Il Crisostomo nel lungo discorso fatto a questa giovane vedova, del quale ho riportato solo alcune parti significative, si mostra di una dolcezza e sensibilità uniche. Quasi come se volesse far toccare con mano al lettore la bellezza dell’amore cristiano che univa questi due sposi e che continua, anche oggi, ad unire i coniugi cristiani. Il Crisostomo mette in luce la bellezza del matrimonio quando questo è vissuto in Dio. Quando l’amore che unisce gli sposi è quello di Dio, neanche la morte può decretare la fine di quella unione. L’una sola carne continuerà a vivere oltre la morte e verrà vissuta, in cielo, con modalità a noi sconosciute. Con Agostino (354-430 circa) s’intravede il mutamento del pensiero della Chiesa. Si parte dal considerare bigami i vedovi che contraggono le seconde nozze per arrivare ad affermare, nello scritto La dignità dello stato vedovile indirizzato ad una certa Giuliana, che: «Occorre quindi che tu in primo luogo ti persuada di questo, che, cioè, la dignità del genere di vita da te prescelto non include condanna per le seconde nozze: solo che queste sono un bene minore». Egli non condanna le seconde nozze contratte da vedovi per mezzo della concessione paolina, ma le vede non equiparate al primo matrimonio. L’ideale cristiano, come testimoniato dai Padri della Chiesa e dagli autori dei primi secoli, era il matrimonio assolutamente unico, per cui non si poteva accedere alle seconde nozze nemmeno dopo la morte del primo coniuge, in quanto il legame doveva essere unico per la vita terrena e per l’eternità. Questo modello monogamico è iscritto nella tradizione e nella vita della Chiesa. Troviamo traccia di questa convinzione anche nella Chiesa d’Oriente nella quale le seconde nozze dopo la vedovanza non hanno carattere sacramentale e non sono concesse neppure oggi ai preti dopo la morte della moglie. Anche se per i laici il secondo matrimonio è stato, poco per volta, ammesso, esso è sempre stato considerato una “concessione”. Non un bene, dunque.

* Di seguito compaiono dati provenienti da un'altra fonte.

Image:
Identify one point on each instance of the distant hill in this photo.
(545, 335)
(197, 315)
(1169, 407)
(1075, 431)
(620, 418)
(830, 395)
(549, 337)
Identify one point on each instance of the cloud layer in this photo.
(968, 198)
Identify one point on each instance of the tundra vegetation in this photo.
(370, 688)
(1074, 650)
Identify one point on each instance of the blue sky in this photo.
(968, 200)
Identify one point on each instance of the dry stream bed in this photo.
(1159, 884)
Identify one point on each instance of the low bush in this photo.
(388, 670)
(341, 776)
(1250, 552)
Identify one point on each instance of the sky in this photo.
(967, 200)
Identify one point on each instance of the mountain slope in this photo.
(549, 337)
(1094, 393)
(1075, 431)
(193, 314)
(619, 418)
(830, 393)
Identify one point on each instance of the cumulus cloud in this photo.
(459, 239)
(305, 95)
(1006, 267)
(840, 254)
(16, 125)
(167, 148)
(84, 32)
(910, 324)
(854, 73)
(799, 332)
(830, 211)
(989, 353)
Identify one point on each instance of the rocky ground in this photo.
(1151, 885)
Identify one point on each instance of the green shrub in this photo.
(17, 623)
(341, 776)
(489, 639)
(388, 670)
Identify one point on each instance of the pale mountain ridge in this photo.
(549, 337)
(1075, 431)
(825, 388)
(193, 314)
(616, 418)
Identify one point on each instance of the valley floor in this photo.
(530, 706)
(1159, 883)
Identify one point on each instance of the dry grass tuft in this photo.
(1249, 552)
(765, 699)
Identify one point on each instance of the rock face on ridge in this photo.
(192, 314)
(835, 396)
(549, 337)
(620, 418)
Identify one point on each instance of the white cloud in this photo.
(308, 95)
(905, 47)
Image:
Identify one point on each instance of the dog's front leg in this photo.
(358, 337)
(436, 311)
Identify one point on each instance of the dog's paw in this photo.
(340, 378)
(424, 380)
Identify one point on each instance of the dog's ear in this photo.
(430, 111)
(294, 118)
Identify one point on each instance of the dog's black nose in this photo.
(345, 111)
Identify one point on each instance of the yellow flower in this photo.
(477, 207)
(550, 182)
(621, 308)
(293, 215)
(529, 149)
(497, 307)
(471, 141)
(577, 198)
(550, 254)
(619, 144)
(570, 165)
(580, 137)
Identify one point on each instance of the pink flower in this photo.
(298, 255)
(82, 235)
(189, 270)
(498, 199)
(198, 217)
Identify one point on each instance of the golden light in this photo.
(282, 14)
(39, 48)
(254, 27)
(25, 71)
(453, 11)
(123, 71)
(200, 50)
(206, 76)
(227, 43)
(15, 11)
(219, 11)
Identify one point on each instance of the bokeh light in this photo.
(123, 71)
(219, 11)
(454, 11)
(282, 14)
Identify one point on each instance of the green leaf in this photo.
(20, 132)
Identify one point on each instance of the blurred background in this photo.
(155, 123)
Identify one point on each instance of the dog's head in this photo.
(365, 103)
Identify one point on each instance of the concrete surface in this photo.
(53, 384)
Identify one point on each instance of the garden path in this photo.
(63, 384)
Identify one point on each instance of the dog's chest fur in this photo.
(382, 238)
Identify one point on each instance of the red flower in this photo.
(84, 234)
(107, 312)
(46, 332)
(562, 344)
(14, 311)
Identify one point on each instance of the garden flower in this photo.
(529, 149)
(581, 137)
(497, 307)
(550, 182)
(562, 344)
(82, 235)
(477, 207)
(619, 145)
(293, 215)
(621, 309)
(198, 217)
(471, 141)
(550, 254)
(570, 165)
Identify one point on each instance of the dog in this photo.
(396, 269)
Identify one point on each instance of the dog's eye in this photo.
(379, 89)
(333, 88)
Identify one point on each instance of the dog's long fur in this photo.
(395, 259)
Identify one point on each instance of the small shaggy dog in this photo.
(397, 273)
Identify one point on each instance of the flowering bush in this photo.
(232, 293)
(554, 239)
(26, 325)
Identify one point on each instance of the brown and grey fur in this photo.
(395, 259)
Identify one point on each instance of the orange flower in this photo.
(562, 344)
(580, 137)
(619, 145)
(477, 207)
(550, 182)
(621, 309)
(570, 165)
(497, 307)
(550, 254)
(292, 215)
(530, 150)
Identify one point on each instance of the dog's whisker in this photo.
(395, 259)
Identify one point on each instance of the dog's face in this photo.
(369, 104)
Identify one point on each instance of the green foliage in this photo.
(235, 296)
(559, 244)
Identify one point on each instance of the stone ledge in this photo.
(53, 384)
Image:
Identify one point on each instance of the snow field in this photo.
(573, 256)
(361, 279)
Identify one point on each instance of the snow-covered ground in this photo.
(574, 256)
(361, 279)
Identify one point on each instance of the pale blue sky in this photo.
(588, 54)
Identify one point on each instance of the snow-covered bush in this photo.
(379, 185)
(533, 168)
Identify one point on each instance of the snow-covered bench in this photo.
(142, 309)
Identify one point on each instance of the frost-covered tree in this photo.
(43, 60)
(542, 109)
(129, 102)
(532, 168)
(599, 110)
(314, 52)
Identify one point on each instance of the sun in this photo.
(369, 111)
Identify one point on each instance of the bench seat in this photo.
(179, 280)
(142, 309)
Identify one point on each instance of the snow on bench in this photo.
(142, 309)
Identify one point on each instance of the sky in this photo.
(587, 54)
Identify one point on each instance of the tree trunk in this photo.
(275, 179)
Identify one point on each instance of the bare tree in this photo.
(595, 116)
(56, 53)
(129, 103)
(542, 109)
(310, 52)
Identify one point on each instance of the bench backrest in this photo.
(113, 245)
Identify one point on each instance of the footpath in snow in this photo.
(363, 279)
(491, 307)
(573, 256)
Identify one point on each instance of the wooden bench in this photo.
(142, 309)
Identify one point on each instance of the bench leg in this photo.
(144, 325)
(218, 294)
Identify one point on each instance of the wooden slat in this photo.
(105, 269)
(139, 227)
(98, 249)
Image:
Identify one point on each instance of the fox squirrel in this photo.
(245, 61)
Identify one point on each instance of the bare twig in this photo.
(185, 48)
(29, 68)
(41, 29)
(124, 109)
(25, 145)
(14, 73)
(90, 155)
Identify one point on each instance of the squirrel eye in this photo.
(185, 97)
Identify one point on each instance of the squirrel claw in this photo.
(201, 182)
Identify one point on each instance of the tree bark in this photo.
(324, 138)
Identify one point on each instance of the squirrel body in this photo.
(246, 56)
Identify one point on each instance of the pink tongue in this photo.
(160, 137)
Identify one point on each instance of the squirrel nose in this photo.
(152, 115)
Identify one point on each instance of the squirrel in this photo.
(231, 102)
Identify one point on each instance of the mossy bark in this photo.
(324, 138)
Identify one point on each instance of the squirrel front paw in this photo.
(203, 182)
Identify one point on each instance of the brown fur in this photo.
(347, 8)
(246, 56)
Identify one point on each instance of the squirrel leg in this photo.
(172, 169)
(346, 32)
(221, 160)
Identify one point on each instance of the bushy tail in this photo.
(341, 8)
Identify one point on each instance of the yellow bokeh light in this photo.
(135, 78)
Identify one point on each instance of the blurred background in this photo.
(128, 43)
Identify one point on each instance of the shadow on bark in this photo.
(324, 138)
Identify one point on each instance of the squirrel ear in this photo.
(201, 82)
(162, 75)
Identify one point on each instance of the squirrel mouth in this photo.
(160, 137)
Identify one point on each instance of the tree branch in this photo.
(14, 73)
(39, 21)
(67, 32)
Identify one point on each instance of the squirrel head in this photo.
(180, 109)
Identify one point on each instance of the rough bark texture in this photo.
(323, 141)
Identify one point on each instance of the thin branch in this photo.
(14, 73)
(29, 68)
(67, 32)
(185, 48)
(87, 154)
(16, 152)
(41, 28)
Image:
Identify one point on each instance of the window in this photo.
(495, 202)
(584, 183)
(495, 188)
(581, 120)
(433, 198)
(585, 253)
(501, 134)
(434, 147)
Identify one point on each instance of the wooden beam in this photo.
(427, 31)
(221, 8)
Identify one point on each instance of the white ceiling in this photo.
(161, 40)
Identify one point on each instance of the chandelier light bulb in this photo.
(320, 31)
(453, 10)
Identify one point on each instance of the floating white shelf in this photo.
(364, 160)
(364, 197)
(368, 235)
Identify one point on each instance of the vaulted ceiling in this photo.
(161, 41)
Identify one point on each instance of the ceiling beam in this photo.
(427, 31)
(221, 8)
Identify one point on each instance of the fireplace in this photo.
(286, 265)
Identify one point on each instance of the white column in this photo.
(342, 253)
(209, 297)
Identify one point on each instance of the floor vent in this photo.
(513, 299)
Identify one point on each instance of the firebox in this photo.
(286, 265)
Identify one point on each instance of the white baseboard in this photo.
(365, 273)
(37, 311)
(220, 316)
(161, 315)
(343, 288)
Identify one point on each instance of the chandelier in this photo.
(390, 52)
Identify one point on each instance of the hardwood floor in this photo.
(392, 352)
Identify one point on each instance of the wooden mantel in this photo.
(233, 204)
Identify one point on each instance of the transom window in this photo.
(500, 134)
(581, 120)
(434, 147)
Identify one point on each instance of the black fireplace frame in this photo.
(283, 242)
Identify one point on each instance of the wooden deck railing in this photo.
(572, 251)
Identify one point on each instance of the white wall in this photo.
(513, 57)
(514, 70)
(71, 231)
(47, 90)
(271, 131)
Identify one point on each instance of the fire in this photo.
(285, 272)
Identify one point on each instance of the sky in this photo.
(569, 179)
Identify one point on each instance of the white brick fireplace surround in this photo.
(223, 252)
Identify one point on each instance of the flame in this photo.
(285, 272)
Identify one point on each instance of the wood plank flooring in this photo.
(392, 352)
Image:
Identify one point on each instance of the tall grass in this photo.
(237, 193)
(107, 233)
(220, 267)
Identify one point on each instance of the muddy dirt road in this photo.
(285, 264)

I Padri della Chiesa, anche se non sono stati citati tutti, ritengono che il matrimonio sia unico ed indissolubile. In caso di vedovanza, alcuni Padri, vedono le seconde nozze come un adulterio camuffato perché in virtù dell’immortalità dell’anima la relazione coniugale non può terminare alla morte di uno dei due, ma è trasformata in Cristo, non annientata. Molti di essi richiamano l’insegnamento dell’Apostolo Paolo che invita le vedove a restare nella castità. Solo in caso di debolezza della carne le seconde nozze vengono concesse per evitare un male maggiore ma tra le prime nozze e le seconde non esiste paragone: le prime sono da considerarsi superiori mentre le seconde sono concesse come una sorta di rimedio alla concupiscenza. Probabilmente per tale motivo, inizialmente non esisteva nessun rito che sancisse le seconde nozze. Esse erano accompagnate da un atto penitenziale ed una breve benedizione fatta in forma strettamente privata senza essere sottolineata da nessun tipo di festa. L’atto penitenziale, tuttora in vigore nella prassi ortodossa, sta a sottolineare la mancata fedeltà al coniuge defunto a causa della concupiscenza della carne.